In Production Environment: PD's Goroutine Count is Very High, How to Optimize and Troubleshoot the Issue?

Note:
This topic has been translated from a Chinese forum by GPT and might contain errors.

Original topic: 生产环境 :PD 的goroutine count 非常高, 如何优化和定位问题?

| username: Jarry_zhu

[TiDB Usage Environment] Production Environment
[TiDB Version] V6.5.0
[Reproduction Path] Operations performed that led to the issue
[Encountered Issue: Problem Phenomenon and Impact] PD’s goroutine count is extremely high
[Resource Configuration] Navigate to TiDB Dashboard - Cluster Info - Hosts and take a screenshot of this page
[Attachment: Screenshot/Logs/Monitoring]

| username: xfworld | Original post link

Take a look at the flame graph

curl http://<pd_address>:<pd_port>/debug/pprof/heap -o heap.log


You can also refer to

| username: Kongdom | Original post link

Check if there are slow queries in the statement analysis in the Dashboard.

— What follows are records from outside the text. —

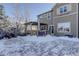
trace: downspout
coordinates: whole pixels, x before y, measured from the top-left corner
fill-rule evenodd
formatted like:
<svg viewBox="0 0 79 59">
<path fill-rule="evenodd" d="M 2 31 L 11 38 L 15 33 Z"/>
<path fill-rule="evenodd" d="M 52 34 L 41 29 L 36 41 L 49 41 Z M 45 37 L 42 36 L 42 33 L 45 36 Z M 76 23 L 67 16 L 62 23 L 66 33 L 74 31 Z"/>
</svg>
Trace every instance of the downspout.
<svg viewBox="0 0 79 59">
<path fill-rule="evenodd" d="M 37 36 L 38 36 L 38 32 L 40 31 L 40 22 L 39 22 L 39 18 L 38 18 L 38 20 L 37 20 L 37 22 L 38 22 L 38 27 L 37 27 Z"/>
<path fill-rule="evenodd" d="M 79 3 L 78 3 L 78 38 L 79 38 Z"/>
</svg>

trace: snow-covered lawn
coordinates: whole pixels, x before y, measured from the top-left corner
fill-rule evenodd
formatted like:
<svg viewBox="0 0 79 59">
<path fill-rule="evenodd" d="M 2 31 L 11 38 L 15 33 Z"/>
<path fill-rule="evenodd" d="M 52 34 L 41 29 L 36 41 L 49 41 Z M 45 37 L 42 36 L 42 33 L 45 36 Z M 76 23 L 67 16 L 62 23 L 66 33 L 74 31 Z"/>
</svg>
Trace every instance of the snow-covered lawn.
<svg viewBox="0 0 79 59">
<path fill-rule="evenodd" d="M 2 56 L 79 56 L 79 39 L 55 36 L 24 36 L 0 40 Z"/>
</svg>

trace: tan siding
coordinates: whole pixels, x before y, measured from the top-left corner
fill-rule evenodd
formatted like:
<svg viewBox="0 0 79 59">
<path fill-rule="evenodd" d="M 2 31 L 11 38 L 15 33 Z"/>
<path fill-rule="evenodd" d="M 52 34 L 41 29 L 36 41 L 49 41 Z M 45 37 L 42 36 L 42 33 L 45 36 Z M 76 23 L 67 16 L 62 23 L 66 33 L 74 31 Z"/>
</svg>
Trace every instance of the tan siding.
<svg viewBox="0 0 79 59">
<path fill-rule="evenodd" d="M 63 6 L 65 4 L 71 5 L 71 11 L 63 14 L 58 15 L 57 9 L 60 6 Z M 77 3 L 58 3 L 53 8 L 53 24 L 54 24 L 54 34 L 55 35 L 63 35 L 62 33 L 57 33 L 57 24 L 61 22 L 71 22 L 71 34 L 73 34 L 75 37 L 78 36 L 78 4 Z"/>
<path fill-rule="evenodd" d="M 60 18 L 54 18 L 53 24 L 54 24 L 54 33 L 55 35 L 63 35 L 61 33 L 57 33 L 57 24 L 62 22 L 71 22 L 71 34 L 73 34 L 75 37 L 78 36 L 78 14 L 60 17 Z"/>
<path fill-rule="evenodd" d="M 65 5 L 65 4 L 69 4 L 69 3 L 57 4 L 57 5 L 53 8 L 53 17 L 62 16 L 62 15 L 58 15 L 58 14 L 57 14 L 57 9 L 58 9 L 60 6 L 63 6 L 63 5 Z M 77 12 L 77 11 L 78 11 L 78 4 L 77 4 L 77 3 L 71 3 L 71 4 L 69 4 L 69 5 L 71 5 L 71 11 L 68 12 L 67 14 L 73 13 L 73 12 Z M 67 15 L 67 14 L 64 14 L 64 15 Z"/>
<path fill-rule="evenodd" d="M 65 4 L 69 4 L 71 6 L 71 11 L 62 15 L 57 14 L 57 9 L 60 6 Z M 40 23 L 47 23 L 48 25 L 54 25 L 54 34 L 55 35 L 63 35 L 62 33 L 57 33 L 57 24 L 61 22 L 71 22 L 71 34 L 74 37 L 78 36 L 78 4 L 77 3 L 57 3 L 54 8 L 51 16 L 51 20 L 47 18 L 41 19 Z"/>
<path fill-rule="evenodd" d="M 47 12 L 47 13 L 44 13 L 44 14 L 48 14 L 48 13 L 52 13 L 52 12 Z M 43 15 L 43 14 L 42 14 L 42 15 Z M 41 15 L 41 16 L 42 16 L 42 15 Z M 48 16 L 45 16 L 45 17 L 43 17 L 43 18 L 39 18 L 39 17 L 38 17 L 38 19 L 39 19 L 39 22 L 40 22 L 40 23 L 46 23 L 46 24 L 48 24 L 48 25 L 51 25 L 51 23 L 52 23 L 52 22 L 51 22 L 52 17 L 51 17 L 50 20 L 48 19 Z"/>
<path fill-rule="evenodd" d="M 51 20 L 48 20 L 47 18 L 43 18 L 41 20 L 39 20 L 40 23 L 46 23 L 46 24 L 51 24 Z"/>
</svg>

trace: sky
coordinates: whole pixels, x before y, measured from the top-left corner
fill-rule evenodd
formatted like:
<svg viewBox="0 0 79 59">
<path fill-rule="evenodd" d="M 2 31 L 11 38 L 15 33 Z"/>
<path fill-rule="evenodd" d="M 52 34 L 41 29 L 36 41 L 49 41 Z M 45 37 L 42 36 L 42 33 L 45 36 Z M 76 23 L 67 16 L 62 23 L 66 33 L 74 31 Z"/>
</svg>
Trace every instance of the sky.
<svg viewBox="0 0 79 59">
<path fill-rule="evenodd" d="M 15 15 L 14 14 L 15 4 L 5 3 L 2 5 L 4 5 L 6 15 L 8 16 Z M 19 3 L 18 5 L 19 5 L 18 10 L 20 11 L 21 14 L 27 13 L 25 15 L 28 15 L 31 21 L 36 21 L 37 15 L 51 10 L 51 8 L 53 8 L 55 4 L 53 3 L 26 3 L 26 4 Z"/>
</svg>

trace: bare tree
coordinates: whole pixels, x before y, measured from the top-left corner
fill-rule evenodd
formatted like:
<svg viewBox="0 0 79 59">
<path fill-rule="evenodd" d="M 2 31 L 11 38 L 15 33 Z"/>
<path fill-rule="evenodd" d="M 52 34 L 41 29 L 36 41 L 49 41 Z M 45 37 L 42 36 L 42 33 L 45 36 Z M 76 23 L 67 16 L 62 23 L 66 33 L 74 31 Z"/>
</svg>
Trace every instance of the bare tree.
<svg viewBox="0 0 79 59">
<path fill-rule="evenodd" d="M 24 9 L 23 9 L 23 17 L 25 19 L 25 34 L 27 33 L 27 22 L 30 21 L 30 13 L 29 13 L 29 6 L 28 4 L 24 4 Z"/>
<path fill-rule="evenodd" d="M 29 8 L 27 4 L 23 4 L 22 5 L 22 9 L 21 5 L 19 3 L 15 3 L 14 4 L 14 17 L 16 19 L 16 27 L 17 27 L 17 31 L 21 30 L 22 26 L 24 25 L 22 23 L 27 23 L 27 21 L 30 21 L 30 13 L 29 13 Z M 27 26 L 25 25 L 25 33 L 26 33 L 26 29 Z"/>
<path fill-rule="evenodd" d="M 20 22 L 20 11 L 19 11 L 19 8 L 20 6 L 19 6 L 19 4 L 18 3 L 15 3 L 14 5 L 13 5 L 13 8 L 14 8 L 14 10 L 13 10 L 13 17 L 14 17 L 14 19 L 16 20 L 16 29 L 17 29 L 17 35 L 18 35 L 18 32 L 19 32 L 19 22 Z"/>
</svg>

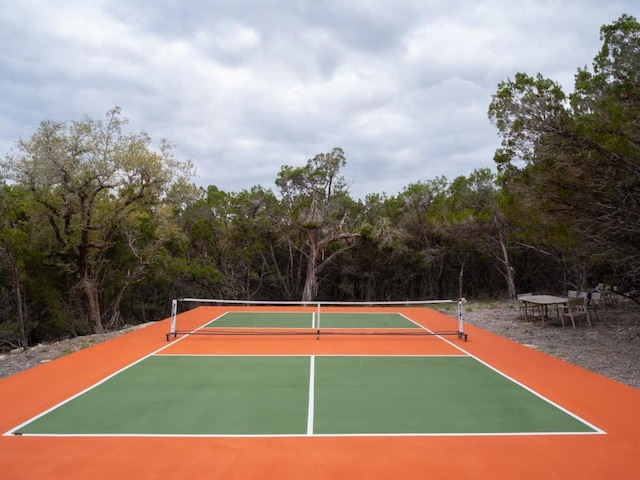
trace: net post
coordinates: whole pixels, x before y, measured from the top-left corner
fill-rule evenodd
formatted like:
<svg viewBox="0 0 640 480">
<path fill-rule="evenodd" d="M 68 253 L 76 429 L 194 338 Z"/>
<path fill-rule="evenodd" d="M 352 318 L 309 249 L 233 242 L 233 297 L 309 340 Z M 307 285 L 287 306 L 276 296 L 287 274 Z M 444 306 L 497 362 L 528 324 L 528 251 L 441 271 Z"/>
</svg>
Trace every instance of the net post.
<svg viewBox="0 0 640 480">
<path fill-rule="evenodd" d="M 320 302 L 316 308 L 316 340 L 320 340 Z"/>
<path fill-rule="evenodd" d="M 464 341 L 467 341 L 467 334 L 464 333 L 464 314 L 463 314 L 463 305 L 467 303 L 466 298 L 458 299 L 458 338 L 464 338 Z"/>
<path fill-rule="evenodd" d="M 171 300 L 171 328 L 169 329 L 169 333 L 167 333 L 167 341 L 169 341 L 169 337 L 173 335 L 176 337 L 176 317 L 178 316 L 178 300 Z"/>
</svg>

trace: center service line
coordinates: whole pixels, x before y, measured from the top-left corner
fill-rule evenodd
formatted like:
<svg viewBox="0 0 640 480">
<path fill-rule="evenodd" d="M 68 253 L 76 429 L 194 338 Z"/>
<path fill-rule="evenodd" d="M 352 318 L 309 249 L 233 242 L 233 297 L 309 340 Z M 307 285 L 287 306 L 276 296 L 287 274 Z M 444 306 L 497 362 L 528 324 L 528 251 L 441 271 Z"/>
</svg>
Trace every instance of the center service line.
<svg viewBox="0 0 640 480">
<path fill-rule="evenodd" d="M 315 385 L 315 372 L 316 372 L 316 357 L 311 355 L 311 362 L 309 366 L 309 410 L 307 416 L 307 435 L 313 435 L 313 400 L 315 397 L 314 385 Z"/>
</svg>

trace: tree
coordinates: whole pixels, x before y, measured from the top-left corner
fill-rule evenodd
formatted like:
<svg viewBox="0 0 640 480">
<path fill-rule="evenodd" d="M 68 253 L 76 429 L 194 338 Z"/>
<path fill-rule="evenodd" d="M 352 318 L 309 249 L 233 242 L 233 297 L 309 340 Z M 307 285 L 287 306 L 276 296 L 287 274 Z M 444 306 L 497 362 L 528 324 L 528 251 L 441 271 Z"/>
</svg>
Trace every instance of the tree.
<svg viewBox="0 0 640 480">
<path fill-rule="evenodd" d="M 340 175 L 345 165 L 344 152 L 334 148 L 308 160 L 304 167 L 282 167 L 276 179 L 292 227 L 303 235 L 298 246 L 306 258 L 302 301 L 316 297 L 318 274 L 361 236 L 350 230 L 349 207 L 353 202 Z M 327 255 L 329 247 L 334 249 Z"/>
<path fill-rule="evenodd" d="M 229 193 L 209 186 L 182 219 L 194 273 L 215 270 L 219 281 L 211 286 L 222 298 L 252 299 L 267 292 L 288 298 L 289 278 L 281 273 L 276 252 L 281 223 L 270 190 L 254 186 Z"/>
<path fill-rule="evenodd" d="M 399 212 L 396 225 L 411 252 L 411 263 L 402 269 L 400 276 L 408 282 L 408 287 L 415 288 L 412 296 L 418 298 L 438 298 L 442 293 L 447 248 L 430 219 L 441 204 L 446 188 L 445 177 L 415 182 L 405 187 L 396 199 Z"/>
<path fill-rule="evenodd" d="M 75 276 L 96 333 L 104 330 L 105 253 L 132 216 L 160 205 L 169 187 L 191 174 L 190 163 L 175 159 L 166 140 L 153 151 L 150 136 L 125 132 L 127 123 L 117 107 L 106 122 L 46 120 L 2 164 L 5 177 L 37 205 L 42 226 L 52 232 L 50 254 Z"/>
<path fill-rule="evenodd" d="M 594 72 L 578 70 L 569 98 L 539 74 L 499 85 L 489 107 L 503 137 L 495 160 L 512 193 L 557 226 L 547 233 L 560 251 L 606 262 L 637 286 L 640 24 L 623 15 L 601 39 Z"/>
<path fill-rule="evenodd" d="M 640 284 L 640 23 L 622 15 L 600 29 L 602 48 L 576 75 L 571 107 L 585 150 L 594 247 L 620 272 Z M 579 198 L 573 197 L 574 204 Z M 584 205 L 583 205 L 584 206 Z M 590 222 L 591 223 L 591 222 Z M 595 232 L 606 232 L 598 235 Z M 611 253 L 614 253 L 613 255 Z"/>
<path fill-rule="evenodd" d="M 494 259 L 509 298 L 515 299 L 511 227 L 502 208 L 502 195 L 488 168 L 474 170 L 469 177 L 459 176 L 449 187 L 445 218 L 450 241 L 472 248 L 476 258 L 487 255 Z"/>
<path fill-rule="evenodd" d="M 24 191 L 19 187 L 5 184 L 0 187 L 0 260 L 6 262 L 10 271 L 13 293 L 11 308 L 6 310 L 15 314 L 15 317 L 10 314 L 4 315 L 0 320 L 0 323 L 3 321 L 5 323 L 1 330 L 7 331 L 5 335 L 0 334 L 0 343 L 8 341 L 12 345 L 18 344 L 21 347 L 29 344 L 24 279 L 26 277 L 25 252 L 28 249 L 31 231 L 28 226 L 28 212 L 24 197 Z M 12 328 L 13 325 L 17 325 L 17 328 Z M 11 340 L 6 338 L 7 335 L 12 337 Z"/>
</svg>

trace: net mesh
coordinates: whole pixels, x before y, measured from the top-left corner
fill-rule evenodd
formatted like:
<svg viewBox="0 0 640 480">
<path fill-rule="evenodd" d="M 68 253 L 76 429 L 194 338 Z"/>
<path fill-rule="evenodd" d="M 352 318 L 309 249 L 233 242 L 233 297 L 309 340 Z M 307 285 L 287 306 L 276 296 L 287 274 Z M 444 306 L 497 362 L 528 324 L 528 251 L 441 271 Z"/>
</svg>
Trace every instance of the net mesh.
<svg viewBox="0 0 640 480">
<path fill-rule="evenodd" d="M 172 302 L 167 340 L 178 335 L 456 335 L 464 300 L 261 302 L 182 298 Z"/>
</svg>

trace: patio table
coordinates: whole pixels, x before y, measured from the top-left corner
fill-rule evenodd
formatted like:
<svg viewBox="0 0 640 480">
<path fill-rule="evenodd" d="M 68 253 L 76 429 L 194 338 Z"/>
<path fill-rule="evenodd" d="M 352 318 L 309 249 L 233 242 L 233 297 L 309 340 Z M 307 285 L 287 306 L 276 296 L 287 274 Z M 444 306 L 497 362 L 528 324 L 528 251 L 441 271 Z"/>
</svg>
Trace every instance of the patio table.
<svg viewBox="0 0 640 480">
<path fill-rule="evenodd" d="M 530 305 L 538 305 L 544 309 L 543 318 L 549 318 L 549 306 L 556 307 L 556 315 L 560 318 L 560 306 L 567 305 L 568 298 L 556 297 L 554 295 L 521 295 L 518 297 L 521 302 Z M 528 319 L 527 308 L 525 305 L 524 317 Z"/>
</svg>

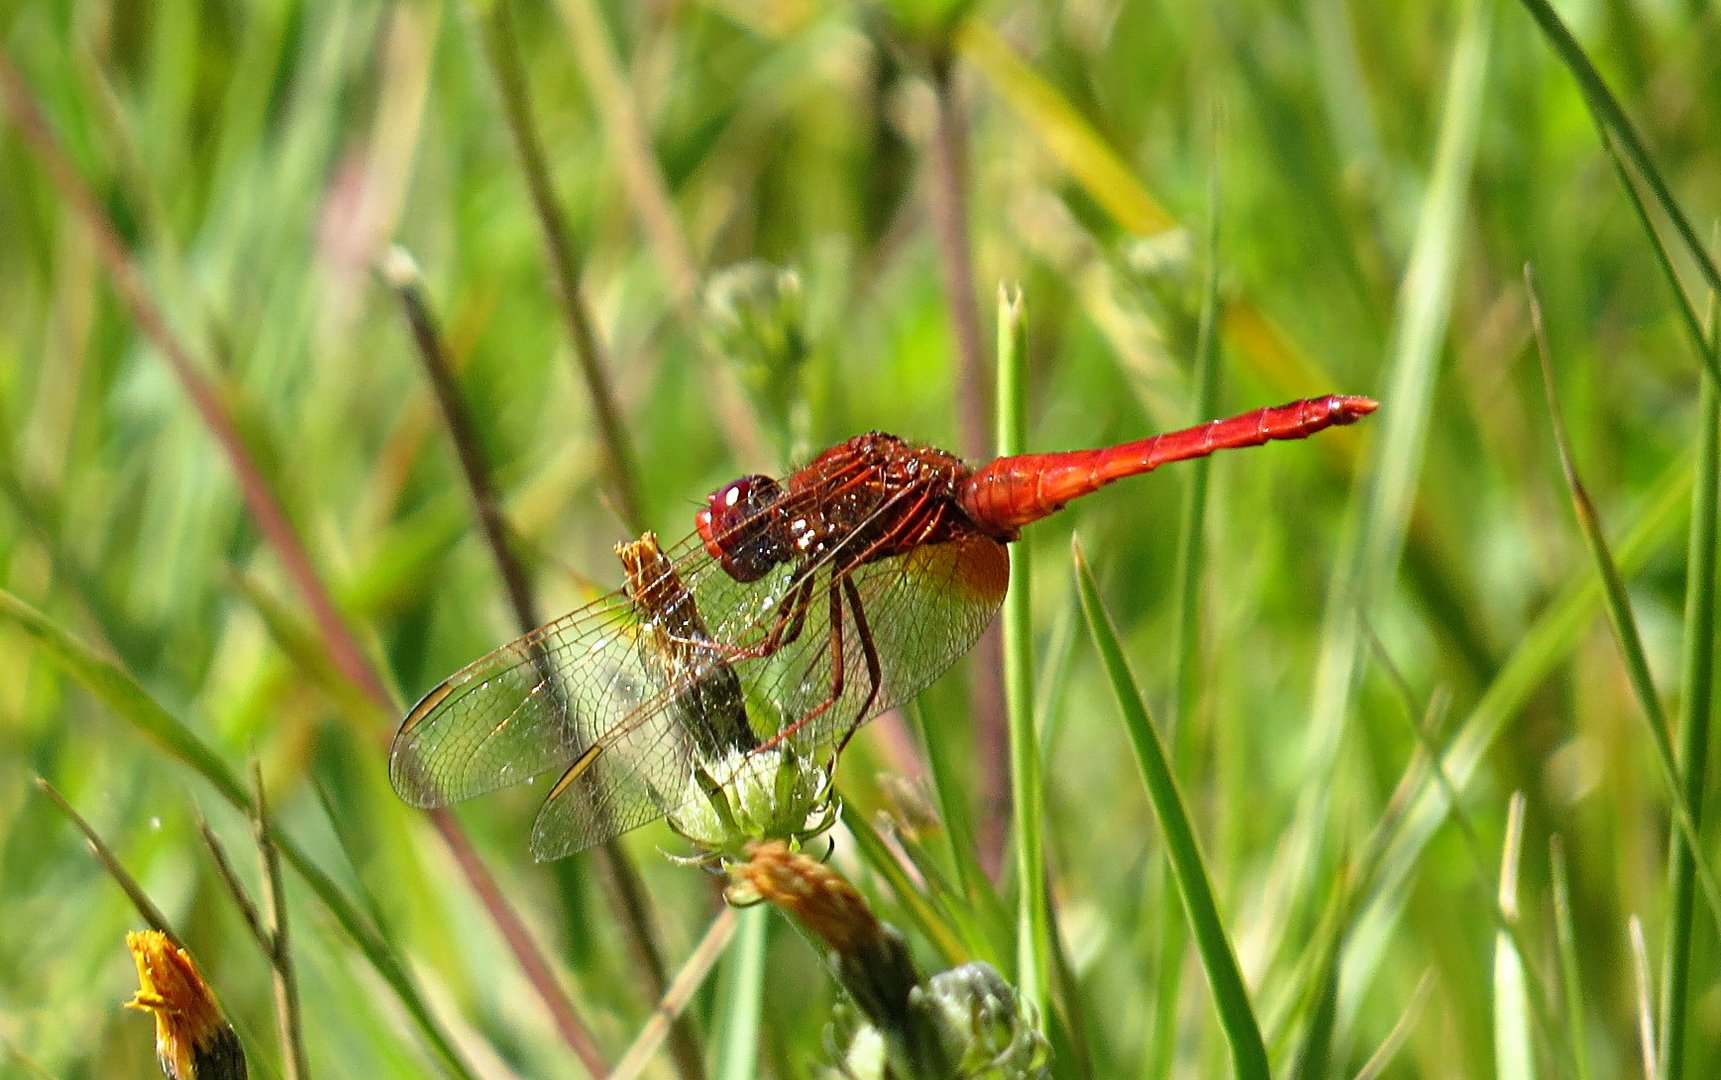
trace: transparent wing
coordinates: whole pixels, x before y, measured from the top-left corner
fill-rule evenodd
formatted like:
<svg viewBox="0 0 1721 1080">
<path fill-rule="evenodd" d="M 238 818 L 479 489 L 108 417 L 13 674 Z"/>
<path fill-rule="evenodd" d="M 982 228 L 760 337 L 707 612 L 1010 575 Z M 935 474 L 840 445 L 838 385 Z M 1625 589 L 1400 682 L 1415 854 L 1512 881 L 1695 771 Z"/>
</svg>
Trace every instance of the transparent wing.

| username: dba远航 | Original post link

Check the operation status of the business during this period. Are there any anomalies? For example: abnormal SQL processing, etc.

| username: 有猫万事足 | Original post link

You can use the dashboard to manually analyze what this PD is doing. Alternatively, logs would also work. Otherwise, it’s hard to figure out what’s going on.